Posisi kepala eksekutif, dipastikan hanya bisa diduduki oleh orang yang paling tunduk terhadap Komunis Tiongkok, dan bisa membuat Komunis Tiongkok paling tenang.

Sebagai kepala eksekutif, Carrie Lam adalah pejabat dengan tingkat dukungan terendah dari mantan empat kepala eksekutif, juga merupakan pejabat yang paling antusias menjalankan instruksi Komunis Tiongkok. Perannya sama dengan semua orang yang dipakai oleh Komunis Tiongkok, yakni disalahgunakan, dikendalikan, akhirnya lantaran melakukan kejahatan bersama maka menanggung hujatan bersama.

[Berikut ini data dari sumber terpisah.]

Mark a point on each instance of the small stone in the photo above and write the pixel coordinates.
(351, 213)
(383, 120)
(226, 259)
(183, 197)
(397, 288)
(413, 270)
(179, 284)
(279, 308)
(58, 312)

Di dalam badan administratif yang dikendalikan oleh Komunis Tiongkok, pejabat pemerintahan Hongkong lainnya tanpa bisa menghindar telah dibatasi oleh instruksi Komunis Tiongkok dan dikikis oleh budaya partai Komunis Tiongkok. Yang dibutuhkan oleh Komunis Tiongkok bukan pemerintah Hongkong yang bekerja bagi warga Hongkong, juga bukan untuk menjamin kebebasan dan penegakan hokum. 

Oleh karena itu, seiring dengan arahan besar itu, pejabat dan polisi dalam instruksi yang diterimanya hari demi hari, terus menerus mendistorsi dan mengikis nilai kehidupannya. Jika dapat teguh mempertahankan prinsip dan tidak terbawa arus bersama Komunis Tiongkok, barulah secara sejati mengabdi bagi Hongkong.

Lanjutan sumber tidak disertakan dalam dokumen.